We were drawing near to the White Cottage. It stood and broiled in the sunlight, and I hoped that there might be something cool to drink inside it. The window of the sitting-room was open, and through it came the yapping of Pekingese.
“Oh, I shall find another cottage somewhere else,” said Ukridge, eyeing his little home with a certain sentimentality. “That won’t be hard. Lots of cottages all over the place. And then I shall buckle down to serious work. You’ll be astounded at the progress I’ve made already. In a minute I’ll show you what those dogs can do.”
“They can bark all right.”
“Yes. They seem excited about something. You know, laddie, I’ve had a great idea. When I saw you at your rooms my scheme was to specialise in performing dogs for the music-halls—what you might call professional dogs. But I’ve been thinking it over, and now I don’t see why I shouldn’t go in for developing amateur talent as well. Say you have a dog—Fido, the household pet—and you think it would brighten the home if he could do a few tricks from time to time. Well, you’re a busy man, you haven’t the time to give up to teaching him. So you just tie a label to his collar and ship him off for a month to the Ukridge Dog College, and back he comes, thoroughly educated. No trouble, no worry, easy terms. Upon my Sam, I’m not sure there isn’t more money in the amateur branch than in the professional. I don’t see why eventually dog owners shouldn’t send their dogs to me as a regular thing, just as they send their sons to Eton and Winchester. My golly! this idea’s beginning to develop. I’ll tell you what—how would it be to issue special collars to all dogs which have graduated from my college? Something distinctive which everybody would recognise. See what I mean? Sort of badge of honour. Fellow with a dog entitled to wear the Ukridge collar would be in a position to look down on the bloke whose dog hadn’t got one. Gradually it would get so that anybody in a decent social position would be ashamed to be seen out with a non-Ukridge dog. The thing would become a landslide. Dogs would pour in from all corners of the country. More work than I could handle. Have to start branches. The scheme’s colossal. Millions in it, my boy! Millions!” He paused with his fingers on the handle of the front door. “Of course,” he went on, “just at present it’s no good blinking the fact that I’m hampered and handicapped by lack of funds and can only approach the thing on a small scale. What it amounts to, laddie, is that somehow or other I’ve got to get capital.”

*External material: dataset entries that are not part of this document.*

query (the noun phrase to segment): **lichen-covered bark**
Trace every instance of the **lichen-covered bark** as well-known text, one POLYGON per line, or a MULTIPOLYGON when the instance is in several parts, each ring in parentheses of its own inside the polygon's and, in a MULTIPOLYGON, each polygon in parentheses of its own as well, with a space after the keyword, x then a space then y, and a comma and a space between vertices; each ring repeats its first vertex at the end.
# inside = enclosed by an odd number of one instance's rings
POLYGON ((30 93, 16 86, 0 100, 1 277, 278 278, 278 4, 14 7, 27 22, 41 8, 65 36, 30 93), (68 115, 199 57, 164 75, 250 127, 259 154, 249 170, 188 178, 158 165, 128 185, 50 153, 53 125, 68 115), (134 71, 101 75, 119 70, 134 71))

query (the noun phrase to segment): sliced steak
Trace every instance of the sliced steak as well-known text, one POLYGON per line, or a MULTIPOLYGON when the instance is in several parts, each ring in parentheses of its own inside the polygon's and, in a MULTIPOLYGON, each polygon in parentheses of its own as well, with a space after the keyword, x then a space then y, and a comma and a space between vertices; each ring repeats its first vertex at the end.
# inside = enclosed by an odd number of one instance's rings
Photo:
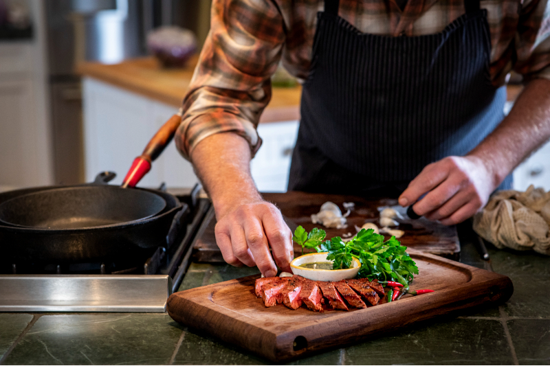
POLYGON ((319 287, 321 288, 323 297, 329 300, 329 304, 333 308, 341 309, 342 310, 349 310, 344 302, 344 299, 336 290, 336 288, 334 286, 334 282, 319 281, 318 284, 319 284, 319 287))
POLYGON ((377 305, 380 298, 377 295, 376 292, 371 288, 364 282, 360 279, 344 279, 346 283, 349 286, 357 292, 359 295, 362 296, 371 305, 377 305))
POLYGON ((384 292, 384 286, 382 285, 382 284, 378 283, 377 279, 375 279, 372 282, 369 282, 368 280, 366 279, 366 278, 361 279, 361 281, 362 281, 363 279, 364 279, 365 282, 368 284, 368 287, 376 291, 376 293, 377 293, 380 296, 384 296, 384 295, 386 295, 384 292))
POLYGON ((283 302, 280 291, 287 283, 288 277, 284 277, 262 285, 262 299, 266 307, 275 306, 283 302))
POLYGON ((272 282, 273 281, 276 281, 277 279, 280 279, 279 277, 264 277, 262 278, 258 278, 256 280, 256 296, 260 297, 262 295, 262 285, 265 284, 267 284, 269 282, 272 282))
POLYGON ((293 310, 302 306, 300 293, 302 292, 303 278, 302 276, 294 275, 292 277, 290 277, 290 279, 280 291, 283 296, 283 304, 287 308, 289 308, 293 310))
POLYGON ((342 282, 334 282, 334 286, 350 306, 360 309, 366 308, 366 305, 361 299, 361 297, 346 283, 342 282))
POLYGON ((307 279, 302 280, 300 299, 310 310, 322 312, 322 304, 324 304, 324 299, 322 298, 321 290, 316 282, 307 279))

It seemed the moment to spring the glad news.
“I promised him I wouldn’t mention it,” I said, “for fear it might lead to disappointment, but as a matter of fact George Tupper is trying to raise some capital for you. I left him last night starting out to get it.”
“George Tupper!”—Ukridge’s eyes dimmed with a not unmanly emotion—“George Tupper! By Gad, that fellow is the salt of the earth. Good, loyal fellow! A true friend. A man you can rely on. Upon my Sam, if there were more fellows about like old Tuppy, there wouldn’t be all this modern pessimism and unrest. Did he seem to have any idea where he could raise a bit of capital for me?”
“Yes. He went round to tell your aunt about your coming down here to train those Pekes, and——What’s the matter?”